O óleo que chegou no Nordeste brasileiro, os deslizamentos na cidade de São Sebastião, em São Paulo, e os resorts que nascem em diversos pontos da nossa costa. Todas as vezes em que temos algum desastre ambiental no litoral do Brasil, eu me pergunto: os conflitos no ambiente marinho são muitos, por onde começar a resolvê-los? Ou mesmo: a quem culpar quando vemos que muito pouco está sendo feito?
Considerando que em geral são situações que exigem respostas rápidas do poder público, deveríamos ter uma resposta simples para essas perguntas, mas na maioria das vezes não temos. Dependendo da região impactada, são diferentes instituições e níveis de poder envolvidos num enfrentamento de crise. Frequentemente, esses órgãos e instâncias se confundem, misturam atribuições e ficam jogando os problemas de um colo para outro, o que resulta em ineficiência ao mesmo tempo que todo mundo acha que “fez sua parte”.
Até poucos anos atrás, o ambiente marinho não era nem considerado um bioma pelas políticas públicas. Toda a região costeira dependia de leis referentes a outro bioma, como a Mata Atlântica ou a Amazônia.
Temos um litoral de quase 10 mil quilômetros de extensão que é regido por diferentes leis e instrumentos de gestão, em diferentes órgãos governamentais, que não dialogam bem entre si.
Cenários como esse facilitam a ocorrência de situações que permitem a invasão indiscriminada em nossas praias: a grilagem que ocorre em todo o Brasil também se estende às áreas costeiras, inicialmente ocupadas por comunidades tradicionais e terrenos de marinha, que deveriam pertencer ao governo federal e a todos nós.
O caos gerado pela falta de leis e atribuições objetivas dos órgãos faz com que grupos financeiramente poderosos encontrem brechas para impor as suas vontades sobre a legislação e aos poucos os povos tradicionais perdem seus territórios, e nós perdemos nossas praias.
Desde 2013, a sociedade civil propôs um marco regulatório para o ambiente marinho. Apelidada de Lei do Mar, o PL 6969/2013 sofreu diversas alterações ao longo dos anos, sendo modificado para facilitar a gestão dos órgãos públicos e evitar conflitos com setores econômicos como o do turismo.
A Lei também busca uma maior participação social, do pescador às grandes empresas que atuam no ambiente, propondo um processo de Planejamento Espacial Marinho público mais transparente.
Além de estarmos na declarada Década do Oceano – período de 2021 a 2030 declarado pela ONU para chamar atenção para o ambiente marinho e promover a gestão sustentável de seus sistemas costeiro-marinhos entre os países membros, hoje, 8 de junho, é celebrado o Dia do Oceano.

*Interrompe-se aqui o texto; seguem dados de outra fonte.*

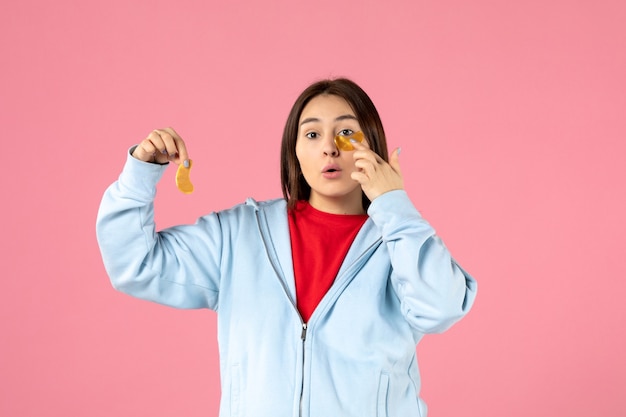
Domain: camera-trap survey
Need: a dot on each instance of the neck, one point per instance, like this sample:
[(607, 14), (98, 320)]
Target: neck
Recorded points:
[(337, 205)]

Estas datas existem justamente para incentivar que a sociedade e os tomadores de decisões olhem nossos mares para além do lazer no feriado. E nesse sentido, a Lei do Mar poderia ajudar o Brasil a criar um futuro mais sustentável para o seu litoral e para sua população. Mas, para isso, ela precisa avançar em Brasília, o que ainda não aconteceu mesmo dada a urgência do tema.

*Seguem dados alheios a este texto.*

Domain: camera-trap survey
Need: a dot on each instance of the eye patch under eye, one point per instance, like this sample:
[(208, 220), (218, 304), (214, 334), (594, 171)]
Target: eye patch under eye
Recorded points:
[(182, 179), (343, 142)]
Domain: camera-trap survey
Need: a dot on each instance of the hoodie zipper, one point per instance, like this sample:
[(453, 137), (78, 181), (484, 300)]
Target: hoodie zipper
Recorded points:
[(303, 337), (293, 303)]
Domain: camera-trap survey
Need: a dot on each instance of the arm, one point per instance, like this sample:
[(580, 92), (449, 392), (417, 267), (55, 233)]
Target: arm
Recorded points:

Parece estranho pensar nisso após as semanas tão conturbadas para a pauta ambiental e as políticas públicas, em que ficou evidente que a pauta socioambiental do novo governo enfrentará muitos desafios, especialmente no Congresso. Para quem luta pelo meio ambiente, às vezes parece que somos muitos e as coisas estão mudando, mas logo vem um balde de água fria.

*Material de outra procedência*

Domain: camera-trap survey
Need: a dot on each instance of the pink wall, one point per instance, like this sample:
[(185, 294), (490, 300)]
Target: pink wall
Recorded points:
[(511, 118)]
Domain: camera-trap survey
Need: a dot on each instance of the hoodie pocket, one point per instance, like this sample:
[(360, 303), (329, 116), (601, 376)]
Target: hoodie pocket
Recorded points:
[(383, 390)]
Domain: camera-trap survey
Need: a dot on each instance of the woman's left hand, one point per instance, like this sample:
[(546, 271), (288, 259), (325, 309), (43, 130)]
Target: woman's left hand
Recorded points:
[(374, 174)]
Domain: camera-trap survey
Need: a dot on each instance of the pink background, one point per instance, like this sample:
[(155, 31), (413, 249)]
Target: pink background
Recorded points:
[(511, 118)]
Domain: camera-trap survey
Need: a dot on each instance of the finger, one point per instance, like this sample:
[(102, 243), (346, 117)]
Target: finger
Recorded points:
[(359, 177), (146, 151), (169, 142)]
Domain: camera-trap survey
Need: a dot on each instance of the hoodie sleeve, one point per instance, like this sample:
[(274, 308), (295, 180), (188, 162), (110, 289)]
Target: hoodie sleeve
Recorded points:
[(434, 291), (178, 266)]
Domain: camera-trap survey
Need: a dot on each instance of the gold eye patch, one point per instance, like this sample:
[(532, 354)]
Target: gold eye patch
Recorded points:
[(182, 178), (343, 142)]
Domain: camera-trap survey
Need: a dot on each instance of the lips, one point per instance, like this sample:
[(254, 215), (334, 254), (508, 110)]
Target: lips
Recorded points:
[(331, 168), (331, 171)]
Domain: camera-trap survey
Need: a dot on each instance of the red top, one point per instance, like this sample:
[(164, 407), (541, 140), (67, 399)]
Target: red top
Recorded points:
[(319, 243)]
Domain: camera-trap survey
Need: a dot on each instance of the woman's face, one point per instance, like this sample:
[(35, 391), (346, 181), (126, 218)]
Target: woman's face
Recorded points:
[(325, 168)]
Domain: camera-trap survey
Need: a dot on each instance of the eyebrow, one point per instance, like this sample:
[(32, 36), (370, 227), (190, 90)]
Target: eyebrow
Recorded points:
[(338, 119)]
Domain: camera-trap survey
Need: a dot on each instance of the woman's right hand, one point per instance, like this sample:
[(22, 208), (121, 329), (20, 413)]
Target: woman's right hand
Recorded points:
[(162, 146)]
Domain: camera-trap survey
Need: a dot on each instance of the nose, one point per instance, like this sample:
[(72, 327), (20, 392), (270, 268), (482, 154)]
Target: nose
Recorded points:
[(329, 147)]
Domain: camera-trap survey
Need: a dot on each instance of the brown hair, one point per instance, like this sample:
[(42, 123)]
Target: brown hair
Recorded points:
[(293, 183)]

No fim, ainda somos poucos, e embora juntos estejamos mais fortes, ainda não é o suficiente para mudar o rumo de um país. Mas como uma amiga de luta me lembrou, seguimos como pequenas ondas no mar, mudando o relevo da praia não com sua força, mas com a sua constância. O dia do meio ambiente e do oceano passará, mas ainda temos a semana, o mês, o ano e toda a nossa existência para lutar por um mundo melhor.
Beatriz Mattiuzzo é oceanógrafa, mestranda em Práticas de Desenvolvimento Sustentável, instrutora de mergulho e cofundadora da Marulho, negócio socioambiental que intercepta redes de pesca junto a pescadores locais em Angra dos Reis.